Friday 13 July 2012

Integrity issues and the Civil Society


Integrity is the catchword for the 2013 elections. According to www.dictionary.com, integrity is a noun that means honesty and the state of being whole; adherence to moral and ethical principles; soundness of moral character; moral uprightness.

Chapter 6 of the Kenya constitution goes further to define clearly what integrity and leadership should be about in Article 73 (2) and how those principles are applied to State Officers.

In the coming elections, a lot of new parameters and instruments will be in place as concerns integrity. There is the IEBC, who have stated that they will require that each candidate receives a certificate of clearance from the Ethics and Anti-corruption Commission. There is the NCIC that will be (hopefully) keeping an eye out for Hate Speech Vis a Vis Freedom of Speech among other activities that may threaten the stability of the nation. There are several campaigns ongoing that promote a nationalistic spirit among Kenyans, a denouncing of tribal focused politics and cohesion among the different communities in Kenya.

In fact, the Kenya government seems to have vigorously sought to put measures in place so as to avoid at all costs a repeat of the controversies, violence and power brokering that occurred during the last elections. All that is left thus to wrangle over, is the matter of integrity of the aspirants.

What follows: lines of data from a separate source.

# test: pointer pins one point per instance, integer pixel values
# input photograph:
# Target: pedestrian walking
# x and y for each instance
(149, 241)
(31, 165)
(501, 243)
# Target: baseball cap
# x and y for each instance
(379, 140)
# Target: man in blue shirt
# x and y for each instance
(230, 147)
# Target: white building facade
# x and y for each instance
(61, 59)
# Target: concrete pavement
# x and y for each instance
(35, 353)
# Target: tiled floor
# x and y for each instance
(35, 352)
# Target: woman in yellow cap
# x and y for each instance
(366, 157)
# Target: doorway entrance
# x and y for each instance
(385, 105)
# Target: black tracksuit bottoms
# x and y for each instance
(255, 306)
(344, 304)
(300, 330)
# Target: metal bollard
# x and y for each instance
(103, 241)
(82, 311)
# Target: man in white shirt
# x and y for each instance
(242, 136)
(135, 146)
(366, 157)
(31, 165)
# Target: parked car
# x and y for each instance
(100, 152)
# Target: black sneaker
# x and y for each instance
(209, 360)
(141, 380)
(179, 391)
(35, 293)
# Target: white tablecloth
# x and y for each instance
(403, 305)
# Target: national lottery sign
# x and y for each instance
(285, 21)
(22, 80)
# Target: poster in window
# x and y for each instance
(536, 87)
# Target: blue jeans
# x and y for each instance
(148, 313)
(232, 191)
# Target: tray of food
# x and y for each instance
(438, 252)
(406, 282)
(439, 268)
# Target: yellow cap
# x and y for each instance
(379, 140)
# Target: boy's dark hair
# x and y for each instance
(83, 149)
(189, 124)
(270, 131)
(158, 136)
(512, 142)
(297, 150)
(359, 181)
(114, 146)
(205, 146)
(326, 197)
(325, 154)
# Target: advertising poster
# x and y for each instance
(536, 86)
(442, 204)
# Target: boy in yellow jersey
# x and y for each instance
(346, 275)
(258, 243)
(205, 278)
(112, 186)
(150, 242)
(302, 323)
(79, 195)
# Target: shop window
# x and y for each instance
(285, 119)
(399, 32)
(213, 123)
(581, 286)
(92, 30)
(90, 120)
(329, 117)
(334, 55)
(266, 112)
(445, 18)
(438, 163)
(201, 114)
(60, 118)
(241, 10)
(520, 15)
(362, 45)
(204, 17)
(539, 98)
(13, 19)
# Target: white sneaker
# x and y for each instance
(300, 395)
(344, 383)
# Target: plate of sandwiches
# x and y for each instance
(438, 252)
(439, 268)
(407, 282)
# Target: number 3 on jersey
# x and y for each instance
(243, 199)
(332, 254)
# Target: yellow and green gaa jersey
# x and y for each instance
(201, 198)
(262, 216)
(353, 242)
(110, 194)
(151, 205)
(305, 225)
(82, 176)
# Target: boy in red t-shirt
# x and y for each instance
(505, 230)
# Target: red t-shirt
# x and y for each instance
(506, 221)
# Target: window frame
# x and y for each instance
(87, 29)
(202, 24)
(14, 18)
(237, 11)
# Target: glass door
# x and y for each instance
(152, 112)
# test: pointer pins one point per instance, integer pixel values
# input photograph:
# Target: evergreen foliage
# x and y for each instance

The civil society through organizations like the Kenya Human Rights Commission now seeks to define who fits into the bill, as far as integrity and leadership is concerned, and to do so for the electorate. What is rather hypocritical about this stand are the blatant undemocratic values in such an ideology. The idea that a non-elected, non-governmental society can seek to pre-select candidates for democratic elections is truly a hatred of democracy in that the principles and choice of free, fair and representative elections and democratically elected leadership is wrested from the fingers of the electorate. You cannot pre-select candidates, for elections.

I am sure the civil society considers themselves in many ways to be pseudo-experts in matters of defining integrity. So much so, that even the IEBC, even the Ethics and Anti-corruption Commission, even the Kenya Judiciary and especially even the Kenyan electorate can not figure out what thresholds political aspirants should meet, such that the civil society must decide for us.

This hullabaloo is rooted in the matter of two presidential aspirants being suspects charged at the ICC. The underlying fear behind this is that both may end up on the ballot, yet they are suspects charged with grave international crime. So the general logic is that suspects of such severe crime should not be allowed to vie for elections, regardless of what their constitutional rights are, regardless of the principles of democracy and justice and regardless of the outcomes of the cases.  It’s mentally disturbing how this logic came about. Apparently, several members of the civil society have a problem understanding the first principle of justice in court matters, that is, that one is innocent until proven guilty and that innocence ties in directly to one’s integrity.

It’s not rocket science after all. Until and unless, an aspirant is proven beyond all reasonable doubt and all appeals seen to their logical conclusion and that aspirant convicted and incarcerated, that aspirant is innocent and has the constitutional right to vie for an election. Seeing as the civil society is not the judiciary, neither are they the trial judges at The Hague, the push to exclude suspects in court cases is not only an injustice, its undemocratic and also unconstitutional.

Moreover, the civil society has no powers accorded to them by the electorate to act as judges or vetting boards. They in fact are acting in contravention of already established bodies, such as the Ethics and Anti-corruption Commission, by making these demands. I truly wonder what sort of contorted criteria they are using to come up with the notion that they should in fact conduct such vetting of persons to be on the ballot.

Perhaps we as the citizenry are not as legally savvy as the civil society. But we do know what our democratic right is, and we do know how to read the constitution and we also know what a verdict in a court case means for State Officers. So please, can the civil society show some respect for our opinions, our democratic right to vote for our preferred candidates and the universal principles of justice and freedoms in a democratic society.

You cannot one minute be champion advocates for our democratic right to vote and the next minute curtail those rights and freedoms by pre-selecting who we should vote for. I sincerely wish the civil society would just embrace democracy and justice for its universal applicability and not attempt to distort issues with some sense of twisted morality; I mean really, that’s a lack of integrity.